Capturing photographic proof that you were where you said you were, is moving into the hands of strangers again — and off the selfie stick.
Butchart Gardens this month has joined other tourist attractions across North America in banning the use of selfie sticks by visitors. Those are the long, thin poles, designed to attach to smart phones to allow users to snap pictures of themselves from a higher or more distant angle.
Dale Ryan, Butchart Gardens’ manager of public relations, sales and marketing, says customers have been complaining about selfie sticks frequently. She said they have been keeping track of those comments and policies at other tourist attractions for the last two years. Concerns have been raised on both the potential for injury caused by the devices and for the potential loss of enjoyment of the surroundings by other guests.
“We didn’t want to react,” Ryan said. “We had a look at guest comments over that period and what other attractions were doing.”
Disneyland and its affiliated attractions banned selfie sticks in 2015, as did the Pacific National Exhibition (PNE) in Vancouver. Six Flags resorts in the U.S. banned them as well. Attractions like the San Diego Zoo, still allow their use.
Victoria’s Royal BC Musuem does not allow the use of tripods or monopods, but does allow general photography for personal or educational use. In an email to the News Review, a Museum spokesperson stated: “We do not ban selfie sticks. We trust our visitors to respect the sightlines and experience of others as well as the safety of our objects. We haven’t had any issues to date.”
The website canibringmyselfiestick.com is a list of some of the world’s top tourist destinations — and whether they allow selfie sticks. Many museums on their list appear to not allow the units.
Ryan said when Butchart Gardens looked into the matter, they found most of the complaints occurred during their busiest seasons, summer and Christmas. But instead of making a policy for those periods alone, they decided to make it a blanket ban.
Cameras are still OK to use at Butchart Gardens, Ryan confirmed. Even tripods are fine, as long as they are off the narrow garden paths and are not interfering with other guests’ enjoyment.
One of the times when Butchart Gardens does have complaints over camera or device use, is during their summer fireworks series.
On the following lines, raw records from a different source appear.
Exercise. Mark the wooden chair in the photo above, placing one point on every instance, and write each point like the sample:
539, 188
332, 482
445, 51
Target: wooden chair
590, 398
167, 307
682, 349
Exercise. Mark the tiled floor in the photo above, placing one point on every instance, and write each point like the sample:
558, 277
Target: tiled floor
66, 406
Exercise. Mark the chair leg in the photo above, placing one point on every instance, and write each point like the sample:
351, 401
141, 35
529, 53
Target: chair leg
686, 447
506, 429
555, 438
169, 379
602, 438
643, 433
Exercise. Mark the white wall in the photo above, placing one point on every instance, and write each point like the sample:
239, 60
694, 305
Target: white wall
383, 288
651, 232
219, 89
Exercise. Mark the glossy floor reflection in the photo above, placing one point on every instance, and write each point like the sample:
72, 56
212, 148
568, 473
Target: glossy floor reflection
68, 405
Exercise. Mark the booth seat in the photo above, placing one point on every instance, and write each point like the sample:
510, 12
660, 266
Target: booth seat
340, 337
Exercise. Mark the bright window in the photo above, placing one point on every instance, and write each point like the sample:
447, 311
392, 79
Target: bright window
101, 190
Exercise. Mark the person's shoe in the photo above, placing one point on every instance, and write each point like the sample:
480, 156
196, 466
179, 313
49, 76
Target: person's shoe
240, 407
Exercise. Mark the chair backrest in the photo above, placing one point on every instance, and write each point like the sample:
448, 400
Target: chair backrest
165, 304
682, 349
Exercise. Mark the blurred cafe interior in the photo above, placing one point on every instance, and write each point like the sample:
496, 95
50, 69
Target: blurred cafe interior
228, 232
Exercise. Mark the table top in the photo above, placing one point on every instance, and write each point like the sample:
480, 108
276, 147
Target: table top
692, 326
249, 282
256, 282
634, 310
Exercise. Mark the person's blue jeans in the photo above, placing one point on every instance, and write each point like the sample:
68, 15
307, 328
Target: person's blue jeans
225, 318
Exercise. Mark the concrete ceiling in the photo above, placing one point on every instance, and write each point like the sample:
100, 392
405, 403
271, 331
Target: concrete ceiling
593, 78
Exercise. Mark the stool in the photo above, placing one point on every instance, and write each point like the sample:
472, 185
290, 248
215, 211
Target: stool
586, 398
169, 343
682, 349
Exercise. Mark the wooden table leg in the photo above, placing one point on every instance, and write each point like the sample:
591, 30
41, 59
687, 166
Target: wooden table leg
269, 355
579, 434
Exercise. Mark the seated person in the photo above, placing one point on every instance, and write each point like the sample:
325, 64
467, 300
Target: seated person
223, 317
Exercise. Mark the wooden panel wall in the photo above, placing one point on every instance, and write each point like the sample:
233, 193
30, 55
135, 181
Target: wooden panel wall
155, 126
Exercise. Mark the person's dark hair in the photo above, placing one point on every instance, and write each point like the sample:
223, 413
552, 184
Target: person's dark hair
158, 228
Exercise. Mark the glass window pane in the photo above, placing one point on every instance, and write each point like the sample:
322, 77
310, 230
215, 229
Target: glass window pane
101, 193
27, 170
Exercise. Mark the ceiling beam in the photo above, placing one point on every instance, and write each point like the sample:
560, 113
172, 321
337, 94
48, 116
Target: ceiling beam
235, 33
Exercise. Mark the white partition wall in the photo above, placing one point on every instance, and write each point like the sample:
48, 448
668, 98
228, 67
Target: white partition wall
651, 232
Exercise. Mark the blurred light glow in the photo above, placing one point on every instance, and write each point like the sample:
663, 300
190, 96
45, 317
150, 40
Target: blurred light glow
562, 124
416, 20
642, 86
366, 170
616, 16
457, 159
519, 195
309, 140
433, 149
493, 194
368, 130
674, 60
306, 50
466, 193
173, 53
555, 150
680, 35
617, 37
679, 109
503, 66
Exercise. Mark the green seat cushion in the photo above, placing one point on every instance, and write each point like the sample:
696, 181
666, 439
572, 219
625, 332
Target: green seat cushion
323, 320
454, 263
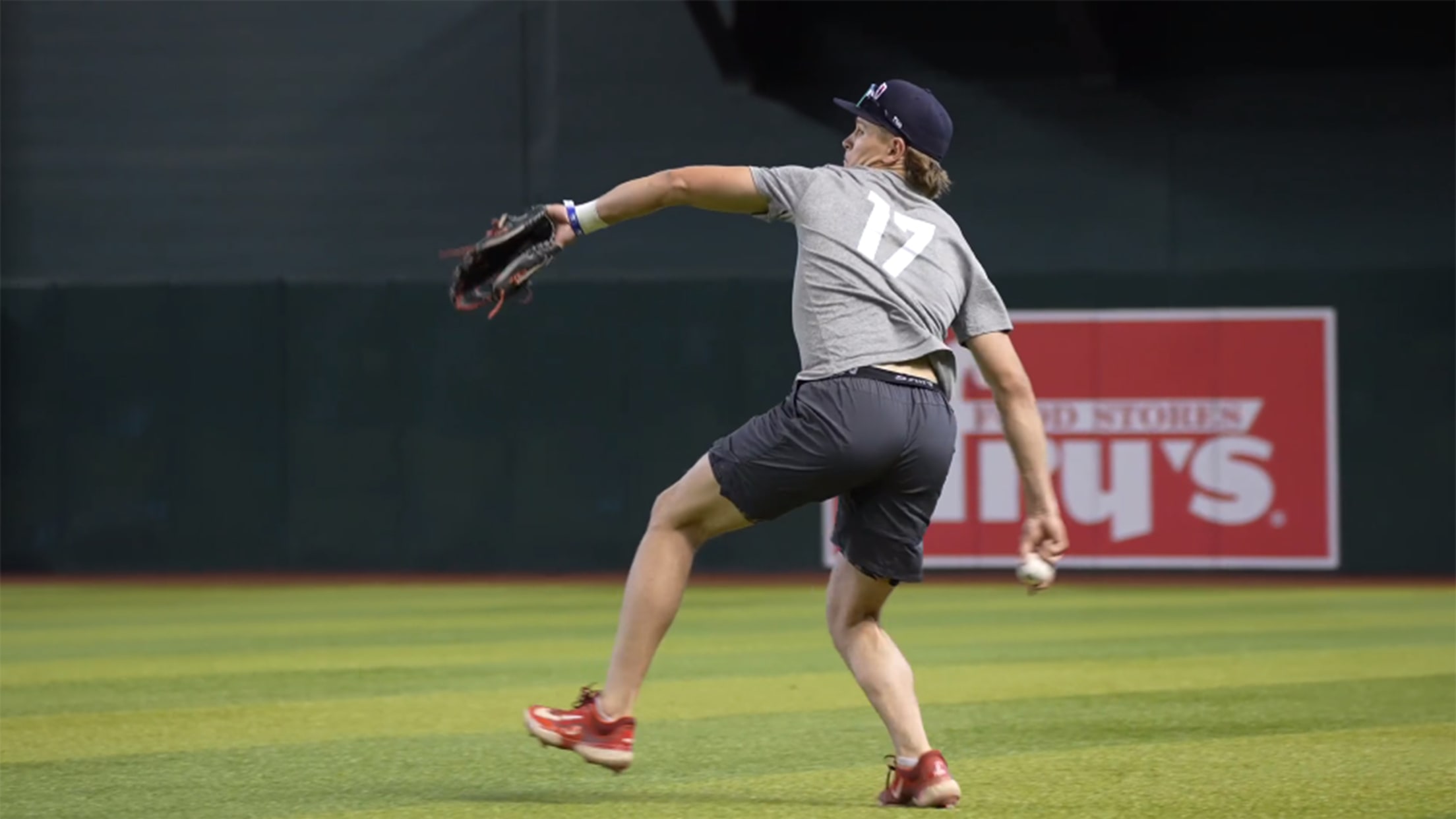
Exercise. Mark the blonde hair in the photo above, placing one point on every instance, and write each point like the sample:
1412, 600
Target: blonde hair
925, 175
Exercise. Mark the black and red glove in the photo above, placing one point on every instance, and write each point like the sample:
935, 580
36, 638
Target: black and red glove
499, 267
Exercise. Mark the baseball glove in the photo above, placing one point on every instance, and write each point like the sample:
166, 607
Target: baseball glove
499, 267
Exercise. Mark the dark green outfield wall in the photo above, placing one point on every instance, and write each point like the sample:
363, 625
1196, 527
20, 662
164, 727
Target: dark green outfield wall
370, 427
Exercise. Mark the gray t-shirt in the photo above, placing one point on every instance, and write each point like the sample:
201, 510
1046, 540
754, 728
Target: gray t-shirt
883, 272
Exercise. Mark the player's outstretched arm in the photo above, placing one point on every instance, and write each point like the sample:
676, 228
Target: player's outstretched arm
727, 189
1011, 386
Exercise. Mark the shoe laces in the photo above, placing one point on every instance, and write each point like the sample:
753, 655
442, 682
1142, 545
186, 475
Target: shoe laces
890, 775
587, 697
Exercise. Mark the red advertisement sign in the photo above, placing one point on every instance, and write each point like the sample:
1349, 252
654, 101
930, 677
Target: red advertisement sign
1178, 439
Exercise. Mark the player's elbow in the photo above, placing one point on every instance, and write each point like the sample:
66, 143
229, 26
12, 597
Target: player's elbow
1011, 388
676, 187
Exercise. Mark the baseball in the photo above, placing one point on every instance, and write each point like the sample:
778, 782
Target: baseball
1033, 572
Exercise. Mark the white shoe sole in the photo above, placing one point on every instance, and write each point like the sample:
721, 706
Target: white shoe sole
615, 760
946, 793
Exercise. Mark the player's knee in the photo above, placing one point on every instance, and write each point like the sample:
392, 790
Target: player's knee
675, 510
843, 617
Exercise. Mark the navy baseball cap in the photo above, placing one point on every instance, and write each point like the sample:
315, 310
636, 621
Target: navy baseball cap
907, 111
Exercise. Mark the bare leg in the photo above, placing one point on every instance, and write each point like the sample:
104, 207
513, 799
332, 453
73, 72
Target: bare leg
853, 602
684, 518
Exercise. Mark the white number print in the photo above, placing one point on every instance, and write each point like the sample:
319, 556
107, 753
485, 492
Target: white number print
921, 235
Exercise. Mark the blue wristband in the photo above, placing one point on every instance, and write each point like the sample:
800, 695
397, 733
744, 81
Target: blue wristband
571, 216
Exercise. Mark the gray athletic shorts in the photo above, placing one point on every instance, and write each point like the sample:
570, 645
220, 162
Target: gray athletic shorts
881, 442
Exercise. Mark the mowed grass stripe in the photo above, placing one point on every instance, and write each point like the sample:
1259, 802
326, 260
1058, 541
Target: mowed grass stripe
1389, 772
75, 737
86, 607
133, 655
484, 768
1028, 622
568, 671
683, 640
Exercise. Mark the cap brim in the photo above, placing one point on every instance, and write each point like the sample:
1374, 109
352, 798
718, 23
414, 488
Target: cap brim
864, 114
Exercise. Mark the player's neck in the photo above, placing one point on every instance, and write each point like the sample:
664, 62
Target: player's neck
899, 168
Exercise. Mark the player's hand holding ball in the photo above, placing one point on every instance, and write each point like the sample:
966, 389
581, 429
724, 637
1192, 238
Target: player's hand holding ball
1043, 543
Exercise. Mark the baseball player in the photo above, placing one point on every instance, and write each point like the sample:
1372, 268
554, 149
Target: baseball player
883, 274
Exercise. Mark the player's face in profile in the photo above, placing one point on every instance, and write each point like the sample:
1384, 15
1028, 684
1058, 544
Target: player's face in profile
866, 144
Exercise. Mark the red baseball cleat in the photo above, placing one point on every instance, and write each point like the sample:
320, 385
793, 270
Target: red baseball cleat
586, 732
928, 785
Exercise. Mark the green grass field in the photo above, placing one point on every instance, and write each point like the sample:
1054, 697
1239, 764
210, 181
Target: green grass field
404, 702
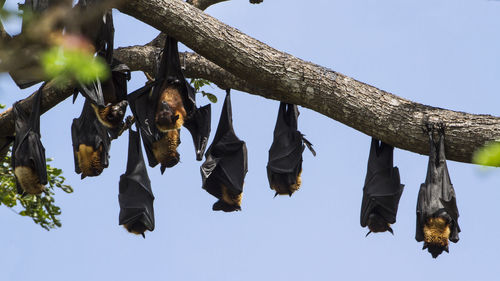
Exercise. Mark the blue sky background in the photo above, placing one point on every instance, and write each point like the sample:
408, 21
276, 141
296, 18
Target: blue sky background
441, 53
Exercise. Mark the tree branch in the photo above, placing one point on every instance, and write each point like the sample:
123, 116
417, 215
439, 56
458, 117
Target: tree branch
387, 117
203, 4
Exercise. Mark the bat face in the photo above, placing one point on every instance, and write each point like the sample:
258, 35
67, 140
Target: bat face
283, 186
91, 143
165, 150
225, 167
135, 194
437, 212
170, 113
285, 155
28, 153
28, 179
112, 115
89, 160
382, 189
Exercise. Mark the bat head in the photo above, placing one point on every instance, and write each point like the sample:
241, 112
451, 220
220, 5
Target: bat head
436, 234
165, 116
169, 162
376, 223
435, 249
117, 112
221, 205
136, 228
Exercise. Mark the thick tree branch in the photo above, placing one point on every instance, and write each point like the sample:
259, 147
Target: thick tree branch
52, 95
363, 107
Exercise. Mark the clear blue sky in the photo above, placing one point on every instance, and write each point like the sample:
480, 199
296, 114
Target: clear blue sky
441, 53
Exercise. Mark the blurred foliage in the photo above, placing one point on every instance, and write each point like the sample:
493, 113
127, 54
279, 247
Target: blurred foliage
198, 83
73, 63
488, 155
40, 208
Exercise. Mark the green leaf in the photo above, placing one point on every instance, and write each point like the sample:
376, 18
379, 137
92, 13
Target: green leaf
40, 208
211, 97
488, 155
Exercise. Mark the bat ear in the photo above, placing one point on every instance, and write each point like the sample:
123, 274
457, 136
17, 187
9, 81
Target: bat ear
390, 230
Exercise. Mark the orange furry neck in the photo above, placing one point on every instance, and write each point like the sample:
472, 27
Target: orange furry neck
89, 160
28, 180
437, 232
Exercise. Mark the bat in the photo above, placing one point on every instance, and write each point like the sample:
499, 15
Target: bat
223, 172
91, 143
114, 92
135, 194
108, 97
382, 189
162, 107
437, 212
28, 153
284, 166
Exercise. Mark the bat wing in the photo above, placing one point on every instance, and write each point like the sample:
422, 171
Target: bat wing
28, 150
135, 193
199, 127
383, 188
226, 158
87, 130
143, 110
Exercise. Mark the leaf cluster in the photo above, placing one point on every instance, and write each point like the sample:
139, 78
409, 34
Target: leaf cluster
41, 208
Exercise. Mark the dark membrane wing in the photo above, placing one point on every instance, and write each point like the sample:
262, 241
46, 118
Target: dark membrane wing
199, 127
383, 189
225, 166
285, 155
88, 131
27, 150
436, 204
143, 111
135, 193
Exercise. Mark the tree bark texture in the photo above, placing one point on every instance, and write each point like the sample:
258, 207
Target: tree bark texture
387, 117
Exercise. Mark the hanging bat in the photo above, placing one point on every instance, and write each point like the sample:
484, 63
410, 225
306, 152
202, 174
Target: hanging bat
285, 155
136, 197
114, 92
28, 153
437, 212
223, 172
163, 106
108, 97
91, 143
382, 189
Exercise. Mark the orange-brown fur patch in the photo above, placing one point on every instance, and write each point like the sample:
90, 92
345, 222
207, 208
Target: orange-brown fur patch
229, 198
437, 231
172, 96
28, 180
101, 114
165, 149
288, 190
89, 160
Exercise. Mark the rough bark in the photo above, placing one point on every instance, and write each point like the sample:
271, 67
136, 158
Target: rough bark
392, 119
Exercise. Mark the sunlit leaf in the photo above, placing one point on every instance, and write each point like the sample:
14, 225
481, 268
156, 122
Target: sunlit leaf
488, 155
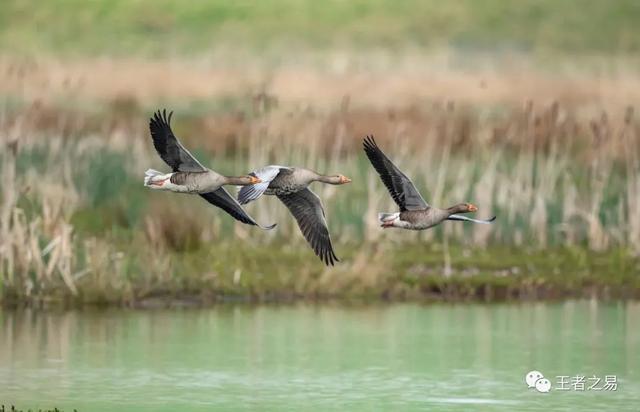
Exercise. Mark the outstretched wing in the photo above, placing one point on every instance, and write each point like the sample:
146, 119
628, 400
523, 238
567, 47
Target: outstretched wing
468, 219
168, 146
306, 207
266, 174
224, 201
402, 190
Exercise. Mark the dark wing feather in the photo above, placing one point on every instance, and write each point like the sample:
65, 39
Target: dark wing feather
224, 201
402, 190
168, 146
306, 207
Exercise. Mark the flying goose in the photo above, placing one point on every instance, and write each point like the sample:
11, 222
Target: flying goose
415, 213
290, 185
189, 176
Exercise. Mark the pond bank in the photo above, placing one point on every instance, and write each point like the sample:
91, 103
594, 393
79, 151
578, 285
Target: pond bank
409, 272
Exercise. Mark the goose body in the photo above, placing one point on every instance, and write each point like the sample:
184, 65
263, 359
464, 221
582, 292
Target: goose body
290, 185
415, 213
189, 175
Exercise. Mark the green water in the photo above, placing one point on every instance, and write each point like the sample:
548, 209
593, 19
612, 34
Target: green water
385, 357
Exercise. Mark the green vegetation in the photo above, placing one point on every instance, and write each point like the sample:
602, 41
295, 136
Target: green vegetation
77, 225
169, 28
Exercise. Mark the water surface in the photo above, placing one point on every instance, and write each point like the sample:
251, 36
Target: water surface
360, 358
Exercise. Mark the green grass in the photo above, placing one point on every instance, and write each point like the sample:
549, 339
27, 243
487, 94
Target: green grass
167, 27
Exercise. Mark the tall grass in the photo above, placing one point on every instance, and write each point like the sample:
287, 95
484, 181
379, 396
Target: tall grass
75, 219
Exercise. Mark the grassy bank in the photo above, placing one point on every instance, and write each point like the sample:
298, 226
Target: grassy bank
77, 225
526, 109
172, 28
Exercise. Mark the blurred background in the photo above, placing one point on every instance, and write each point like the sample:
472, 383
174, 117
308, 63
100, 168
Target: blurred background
526, 109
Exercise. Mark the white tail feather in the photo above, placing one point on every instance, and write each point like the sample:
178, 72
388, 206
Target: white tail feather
149, 175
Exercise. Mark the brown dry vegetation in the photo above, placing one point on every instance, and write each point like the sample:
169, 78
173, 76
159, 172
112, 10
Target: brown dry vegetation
556, 159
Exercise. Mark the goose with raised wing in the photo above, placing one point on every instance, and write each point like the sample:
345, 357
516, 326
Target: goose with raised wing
189, 175
290, 185
415, 213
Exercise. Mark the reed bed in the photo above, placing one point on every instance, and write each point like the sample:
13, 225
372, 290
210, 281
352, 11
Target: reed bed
76, 223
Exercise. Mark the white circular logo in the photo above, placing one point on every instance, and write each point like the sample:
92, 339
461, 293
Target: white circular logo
532, 377
543, 385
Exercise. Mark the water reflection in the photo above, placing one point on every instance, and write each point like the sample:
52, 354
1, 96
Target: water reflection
317, 357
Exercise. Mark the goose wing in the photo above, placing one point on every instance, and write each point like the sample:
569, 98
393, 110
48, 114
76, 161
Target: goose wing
266, 174
402, 190
226, 202
169, 147
306, 207
468, 219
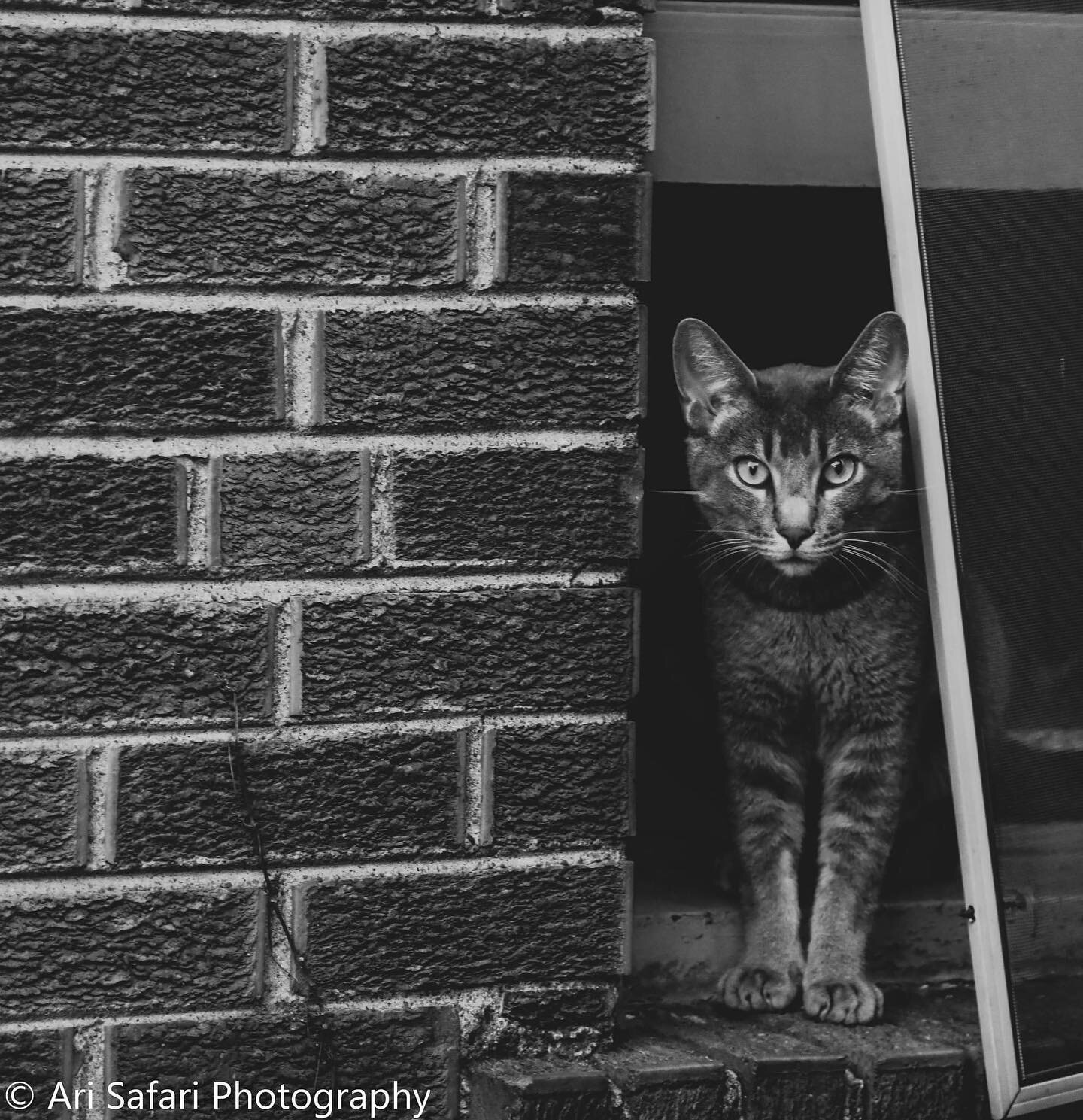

Ryan said people often complain about the glow from iPads or other devices while watching the fireworks, as well as camera flashes going off, disrupting the main flashes in the sky.
Ryan said they ask all of their guests to not use flash photography during the fireworks and to respect their neighbours at all times when using other devices.
Central Saanich’s Butchart Gardens regularly welcomes one million visitors each year and Ryan said they are expecting a busier tourist season in 2017.